Well the weekend was a total bust, didn’t do anything special and got into this big argument with The Hubbi. The only highlight of the weekend was that my fabulous mother gave me some money to shopping, which like NEVER happens, so I was happy to go and do that. I bought some nice clothes from Aeropostale (love them) & some clothes from Old Navy. Maybe I should do a “Haul” post later on to show off the goods, haha.
So from my previous post you might have guessed that The Hubbi went out with “The Boys” on Saturday night. I wasn’t too happy about that, but I chalked it up to my hormones and this nagging urge that I don’t like to be alone nowadays, but I had my adorable Baby Girl with me keeping me company, until she fell asleep that is. After falling asleep and having not-so-good dreams, The Hubbi comes strolling in at 6am, totally waking me up, saying he went to the Casino. Of course he reeked of alcohol and cigarettes and was trying to rinse it off in the sink, but I could smell him a mile away and made him take a shower or he would have to sleep on the couch. I then found out that he gambled, of course, and lost some money, but he had to stay there until he won it back, which he eventually did, which is why he stayed out until 6am. I say, why gamble at all then? It’s not like we have extra money lying around for you to gamble away! We only recently bought a new car and there’s another baby on the way! He is the only one working right now since I’m in school so we’re basically living paycheck to paycheck, which totally sucks! Anyways, he also told me that he smoked, which totally pissed me off because he quit years ago after he met me and it’s not like I made him quit, but I’m glad that he did because he’s not the healthiest of guys and that just made it worse, not to mention you shouldn’t be smoking when you have kids anyways. So, I told him I was upset about all that, also, that he woke me up and I couldn’t get back to sleep for like another 2 hours, thank heavens it was Sunday the next day and we actually could sleep in, but it’s not like he had any energy to fight so the guy just fell asleep. In the morning he apologized for staying out late, and smoking, etc. Telling me all the things he knew I wanted to hear, but I’ve heard it all before and yet he always does the same thing over and over again, so really, what’s the point in saying “sorry”? I hate that word, people just throw it around so frivolously like the words “I love you” that it just loses all meaning.
Anyways, we barely spoke to each other all day Sunday and even at night he didn’t bother to bring up the topic and try to work things out with me. All he, or any guy cares about on Sunday is Football. I might as well be invisible to him on Sundays & Mondays. Which means tonight I won’t be getting any attention from him either. So I laid in bed, crying myself to sleep while he happily enjoyed the game. Honestly, I just wanted to turn around and tell him this “You know you don’t even try to make me feel better anymore, you just wait it out until I get over it and start showing you affection and then you think everything is okay and go about your merry way. You don’t bother to force me to talk about the situation and try to work it out so we can get past it.” He is such a passive aggressive person that it drives me insane sometimes.

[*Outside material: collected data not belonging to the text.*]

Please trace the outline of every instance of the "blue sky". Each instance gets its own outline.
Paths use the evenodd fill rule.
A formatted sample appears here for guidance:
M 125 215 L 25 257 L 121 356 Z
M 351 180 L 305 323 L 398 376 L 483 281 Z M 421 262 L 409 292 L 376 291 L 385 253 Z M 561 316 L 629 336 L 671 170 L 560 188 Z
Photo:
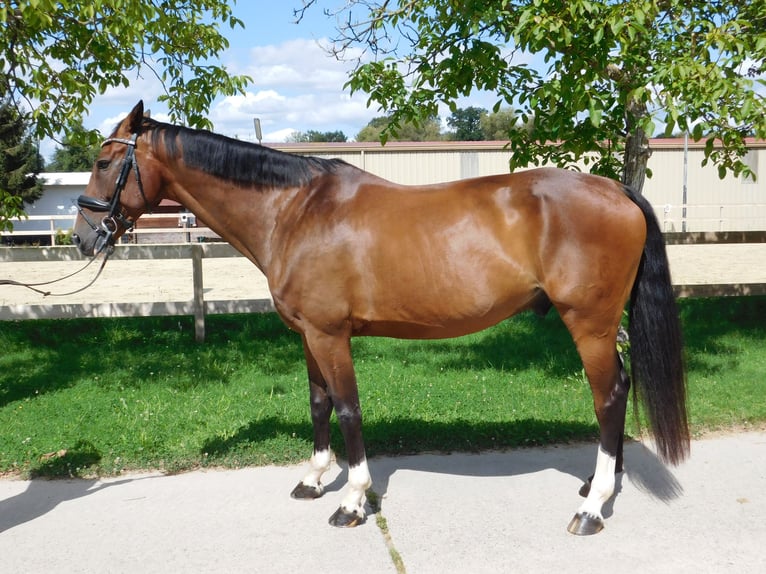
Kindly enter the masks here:
M 225 34 L 231 44 L 221 63 L 235 73 L 253 78 L 242 96 L 219 98 L 210 109 L 215 131 L 243 140 L 255 140 L 253 118 L 261 120 L 264 142 L 284 142 L 294 131 L 343 131 L 353 139 L 373 117 L 381 115 L 367 107 L 365 94 L 351 96 L 343 85 L 351 64 L 339 62 L 321 45 L 334 36 L 335 22 L 323 8 L 335 8 L 342 0 L 321 0 L 300 24 L 293 10 L 301 0 L 239 0 L 235 15 L 245 29 Z M 85 127 L 107 135 L 114 125 L 139 100 L 151 109 L 152 116 L 167 119 L 167 109 L 157 102 L 161 87 L 147 70 L 128 88 L 109 90 L 98 96 L 85 118 Z M 491 107 L 494 101 L 477 96 L 461 105 Z M 443 114 L 445 117 L 448 112 Z M 48 157 L 53 144 L 44 143 Z

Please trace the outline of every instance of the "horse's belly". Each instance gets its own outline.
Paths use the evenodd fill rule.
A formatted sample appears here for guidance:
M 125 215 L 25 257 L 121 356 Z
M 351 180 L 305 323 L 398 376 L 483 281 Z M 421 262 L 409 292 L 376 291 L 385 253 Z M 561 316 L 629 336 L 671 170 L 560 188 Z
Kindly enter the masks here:
M 441 293 L 411 292 L 400 301 L 379 301 L 354 314 L 355 335 L 401 339 L 445 339 L 487 329 L 533 306 L 539 290 L 532 286 L 498 293 L 445 288 Z M 388 299 L 388 298 L 385 298 Z

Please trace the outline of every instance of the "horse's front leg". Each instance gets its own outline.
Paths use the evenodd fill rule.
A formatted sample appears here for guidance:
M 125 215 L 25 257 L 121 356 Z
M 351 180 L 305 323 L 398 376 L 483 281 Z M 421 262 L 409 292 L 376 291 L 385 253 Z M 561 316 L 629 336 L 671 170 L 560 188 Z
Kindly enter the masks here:
M 348 335 L 333 336 L 321 332 L 310 332 L 307 333 L 305 341 L 308 348 L 307 356 L 310 354 L 313 357 L 327 383 L 326 396 L 335 408 L 348 456 L 348 489 L 340 507 L 330 517 L 330 524 L 341 527 L 357 526 L 365 520 L 364 503 L 372 479 L 362 440 L 362 409 L 351 359 L 351 340 Z M 312 413 L 313 404 L 312 401 Z M 322 404 L 325 403 L 322 402 Z M 324 415 L 324 411 L 321 412 Z M 329 418 L 329 414 L 327 416 Z M 327 444 L 329 444 L 329 429 L 326 431 L 323 427 L 318 429 L 316 419 L 314 428 L 315 433 L 321 434 L 322 438 L 326 434 Z M 320 443 L 320 447 L 322 444 Z M 315 447 L 315 457 L 316 453 Z M 315 457 L 312 457 L 312 460 Z
M 327 393 L 327 383 L 322 376 L 314 356 L 306 341 L 303 342 L 308 368 L 309 388 L 311 392 L 311 422 L 314 427 L 314 452 L 309 461 L 310 470 L 296 486 L 291 496 L 301 500 L 313 500 L 324 494 L 322 475 L 330 470 L 332 452 L 330 451 L 330 415 L 332 400 Z

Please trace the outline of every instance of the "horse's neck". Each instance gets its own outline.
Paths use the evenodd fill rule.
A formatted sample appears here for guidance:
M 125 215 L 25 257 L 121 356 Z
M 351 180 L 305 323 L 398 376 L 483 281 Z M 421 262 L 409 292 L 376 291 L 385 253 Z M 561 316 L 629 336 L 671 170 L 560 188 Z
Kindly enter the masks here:
M 271 237 L 289 191 L 237 186 L 199 172 L 178 174 L 168 197 L 194 213 L 221 239 L 268 275 Z

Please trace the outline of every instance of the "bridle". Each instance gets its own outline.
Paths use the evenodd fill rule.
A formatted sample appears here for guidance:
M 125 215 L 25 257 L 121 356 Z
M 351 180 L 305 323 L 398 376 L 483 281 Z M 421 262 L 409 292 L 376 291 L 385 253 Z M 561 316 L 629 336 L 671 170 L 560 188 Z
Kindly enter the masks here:
M 120 204 L 120 195 L 122 194 L 123 190 L 125 189 L 125 184 L 128 181 L 128 175 L 130 175 L 130 170 L 132 169 L 133 172 L 136 174 L 136 184 L 138 185 L 138 191 L 141 193 L 141 197 L 144 200 L 144 204 L 146 205 L 146 211 L 151 213 L 152 206 L 149 203 L 149 200 L 146 198 L 146 194 L 144 193 L 144 186 L 141 183 L 141 172 L 138 170 L 138 162 L 136 161 L 136 140 L 138 139 L 138 134 L 134 133 L 130 139 L 124 139 L 124 138 L 108 138 L 104 140 L 104 142 L 101 144 L 101 147 L 104 147 L 106 144 L 109 143 L 121 143 L 128 146 L 128 151 L 125 153 L 125 157 L 122 160 L 122 165 L 120 166 L 120 174 L 117 176 L 117 181 L 114 184 L 114 194 L 112 195 L 112 198 L 109 201 L 104 201 L 103 199 L 96 199 L 94 197 L 89 197 L 87 195 L 81 195 L 77 198 L 77 211 L 80 213 L 82 218 L 87 222 L 88 225 L 90 225 L 91 229 L 93 229 L 96 234 L 98 235 L 98 238 L 96 239 L 96 245 L 94 249 L 93 257 L 91 257 L 90 261 L 85 264 L 84 267 L 79 269 L 78 271 L 75 271 L 74 273 L 70 273 L 69 275 L 66 275 L 64 277 L 60 277 L 58 279 L 54 279 L 53 281 L 45 281 L 42 283 L 23 283 L 21 281 L 15 281 L 13 279 L 0 279 L 0 285 L 15 285 L 18 287 L 26 287 L 27 289 L 31 289 L 32 291 L 35 291 L 37 293 L 40 293 L 43 296 L 53 295 L 57 297 L 66 297 L 68 295 L 74 295 L 76 293 L 80 293 L 81 291 L 84 291 L 93 283 L 96 282 L 96 279 L 98 279 L 99 275 L 101 275 L 101 272 L 104 270 L 104 266 L 106 265 L 107 260 L 109 259 L 109 255 L 114 251 L 114 234 L 117 233 L 118 226 L 121 225 L 126 231 L 133 227 L 133 224 L 135 223 L 130 218 L 126 217 L 126 215 L 122 211 L 122 205 Z M 90 218 L 85 214 L 83 209 L 88 209 L 90 211 L 94 211 L 97 213 L 106 213 L 106 215 L 101 219 L 101 224 L 96 225 L 93 223 Z M 93 263 L 93 261 L 96 260 L 96 258 L 101 254 L 104 254 L 104 259 L 101 262 L 101 266 L 98 269 L 98 272 L 96 273 L 96 276 L 84 287 L 81 287 L 79 289 L 76 289 L 74 291 L 70 291 L 68 293 L 51 293 L 50 291 L 44 291 L 42 289 L 38 289 L 37 287 L 42 287 L 45 285 L 51 285 L 53 283 L 58 283 L 59 281 L 63 281 L 64 279 L 69 279 L 70 277 L 74 277 L 78 273 L 81 273 L 82 271 L 85 271 L 85 269 Z
M 138 170 L 138 162 L 136 161 L 136 140 L 138 139 L 138 133 L 134 133 L 130 139 L 124 138 L 108 138 L 104 140 L 101 147 L 104 147 L 110 143 L 120 143 L 128 147 L 125 152 L 125 157 L 122 160 L 120 166 L 120 174 L 117 176 L 117 181 L 114 184 L 114 193 L 109 201 L 103 199 L 96 199 L 95 197 L 89 197 L 87 195 L 81 195 L 77 198 L 77 211 L 80 213 L 85 222 L 90 225 L 98 234 L 96 240 L 96 254 L 101 253 L 103 250 L 111 252 L 114 249 L 114 234 L 117 233 L 117 229 L 121 225 L 126 231 L 133 227 L 135 223 L 129 217 L 127 217 L 122 210 L 120 204 L 120 196 L 125 189 L 125 184 L 128 181 L 128 175 L 130 175 L 131 169 L 136 176 L 136 184 L 138 185 L 138 191 L 144 200 L 146 211 L 151 213 L 152 206 L 144 193 L 144 186 L 141 183 L 141 172 Z M 101 219 L 101 223 L 96 225 L 85 214 L 83 209 L 88 209 L 97 213 L 106 213 Z

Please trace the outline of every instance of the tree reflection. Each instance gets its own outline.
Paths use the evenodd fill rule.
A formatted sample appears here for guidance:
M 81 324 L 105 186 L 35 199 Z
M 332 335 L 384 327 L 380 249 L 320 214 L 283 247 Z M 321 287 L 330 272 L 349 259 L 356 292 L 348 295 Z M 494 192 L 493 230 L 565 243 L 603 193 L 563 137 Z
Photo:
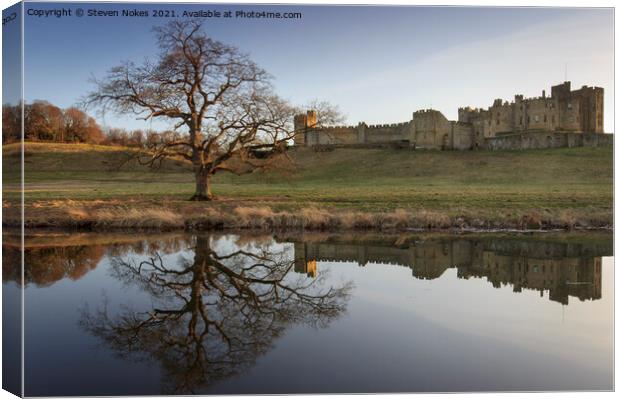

Sigh, I could go on and on about our troubles, albeit, I love the man and we have a content marriage, but it’s not without it’s problems. I could hold it up to the fact that we’ve been married for 3 years and I’ve been abroad studying for 2+ years. We haven’t gotten used to living together and adjusting to it just being us, as a family. I don’t know…we’re a work in progress I suppose.
Anyways, to add to my misery, only ONE person has RSVP’ed to Baby Girl’s birthday party and I am highly upset. Not that no one is going, although that would break my heart to see her sad that her friends didn’t show up, but that people don’t have to courtesy to tell me YES or NO. We are giving them until Friday to respond, but at this point I don’t know if any of them will. I’m sure they’ve read the invitations and The Hubbi said that maybe people don’t know their schedules for that day yet, which is understandable, but a 2 minute call to say “we might show up” wouldn’t hurt. Not even her teacher has said anything yet! We’re supposed to go to this Reading Night the school is hosting tonight so maybe we’ll see some parents there and hopefully get some answers because this is driving me crazy!
And to top it all off, her Godmother just texted me and told me that she will be going to NYC that weekend to celebrate another friend’s birthday so she won’t make it to the party. Also, another one of my best friends is that girl’s friend too, so she most likely is going, so there’s another lost cause. I don’t know whether to be mad or to let it slide. I suppose there’s nothing I can do about it anyways, people do what they want to do. It’s just, I wanted this birthday to be special for Baby Girl because it was the last one before her sister will be born. She’s been the only child for so long, I just want her to know how special she is to everyone, but I suppose she’s only THAT special to me.
But, I can’t even think about all this right now because I have a very important test coming up in 2 weeks that I need to study for, which is making me extra nervous and anxious. Basically, I have to separate myself from the family for the next 2 weeks so I can concentrate and make sure I pass this exam this time, so you know how much fun that will be! Ugh, I feel very frustrated and stressed right now and I don’t see it getting any better.